KABUL (AFP) — President Hamid Karzai demanded at a meeting with a UN Security Council team Tuesday that the international community set a "timeline" for ending military intervention in Afghanistan, his office said.
Karzai told a delegation from the Council that his country needed to know how long the US-led "war on terror" was going to be fought in Afghanistan or it would have to seek a political solution to a Taliban-led insurgency.
A US-led invasion ousted the extremist Islamic Taliban regime in 2001 and launched the "war on terror" which has brought nearly 70,000 mainly Western troops to Afghanistan, most of them under a UN Security Council mandate.
US President-elect Barack Obama has said that Afghanistan would be a priority for his government and campaigned on a pledge to shift US forces from Iraq to Afghanistan with around 4,000 due in January.
"The international community should give us a timeline of how long or how far the 'war on terrorism' will go," Karzai's chief spokesman Homayun Hamidzada cited the president as telling the delegation.

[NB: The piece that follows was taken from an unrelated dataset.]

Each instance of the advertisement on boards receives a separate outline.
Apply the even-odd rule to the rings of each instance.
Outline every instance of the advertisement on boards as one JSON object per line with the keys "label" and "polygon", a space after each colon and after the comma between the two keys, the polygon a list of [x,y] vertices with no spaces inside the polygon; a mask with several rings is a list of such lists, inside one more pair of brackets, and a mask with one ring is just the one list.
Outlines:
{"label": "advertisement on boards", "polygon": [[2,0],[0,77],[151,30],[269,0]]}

"If we don't have a clear idea of how long it will be, the Afghan government has no choice but to seek political solutions," he told AFP, adding this included "starting to talk to Taliban and those opposing the government."

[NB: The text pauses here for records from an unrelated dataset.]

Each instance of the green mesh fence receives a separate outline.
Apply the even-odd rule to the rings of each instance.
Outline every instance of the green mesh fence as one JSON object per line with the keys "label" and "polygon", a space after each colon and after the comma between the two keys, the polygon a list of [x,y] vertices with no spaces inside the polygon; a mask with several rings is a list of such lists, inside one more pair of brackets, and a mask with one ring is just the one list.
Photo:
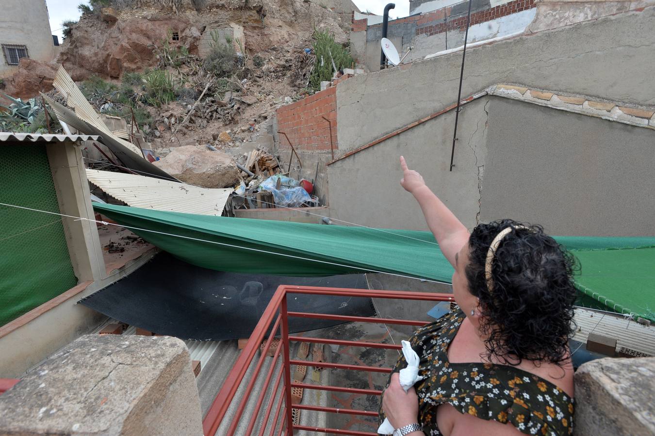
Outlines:
{"label": "green mesh fence", "polygon": [[[0,144],[0,203],[59,213],[45,145]],[[0,206],[0,326],[77,283],[61,217]]]}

The delegation -- which includes the US ambassador to the United Nations, Afghan-born Zalmay Khalilzad -- arrived Monday on a fact-finding mission with security in Afghanistan at its weakest since the ouster of the Taliban.
Karzai, due to stand for re-election next year, has been pushing for talks with insurgents as a way to end the spiralling violence, but only those who renounce links with Al-Qaeda and accept the post-Taliban constitution.
The insurgents have in turn demanded the withdrawal of foreign troops.
A statement released after the meeting said Karzai had told the 15 UN ambassadors and representatives that Afghans were "not hopeful for the future" because of the poor security situation.
"The president emphasised that Afghanistan is committed to the war against Al-Qaeda and those Taliban who take orders from outside," it said, referring to extremist bases across the border in Pakistan.
"But we will talk with those Taliban who for various reasons have joined the opposition and are not against the Afghan constitution," the statement said.
Karzai was also critical of the situation that sees the Taliban controlling a number of districts in provinces with large numbers of international soldiers.
"We need to ensure the Afghan government is in control of its entire territory," Hamidzada said. "Having pockets of territory like in southern Afghanistan and Helmand under Taliban control is unacceptable."
Helmand, where British forces are in charge, is a stronghold of the Taliban. Insurgents are also said to hold areas in other provinces such as Ghazni and Wardak, close to the capital.
Karzai also repeated to the UN group his demands that the international forces stop causing civilian casualties in their operations against insurgents and focus their efforts on militant bases in Pakistan, his spokesman said.
"He emphasised that the 'war on terror' cannot be fought in Afghan villages.
"It must be taken to (militant) sanctuaries and safe havens. That is why we are having civilian casualties -- because we are ignoring the source of the problem," Hamidzada said.
A report to the UN Security Council in September said security had "deteriorated markedly" in Afghanistan with more incidents stemming from militants from Pakistan.
In new clashes, the US military said Tuesday it had killed six militants and detained 12 in operations Monday.
The Afghan defence ministry reported that insurgents had killed four Afghan construction workers in Helmand.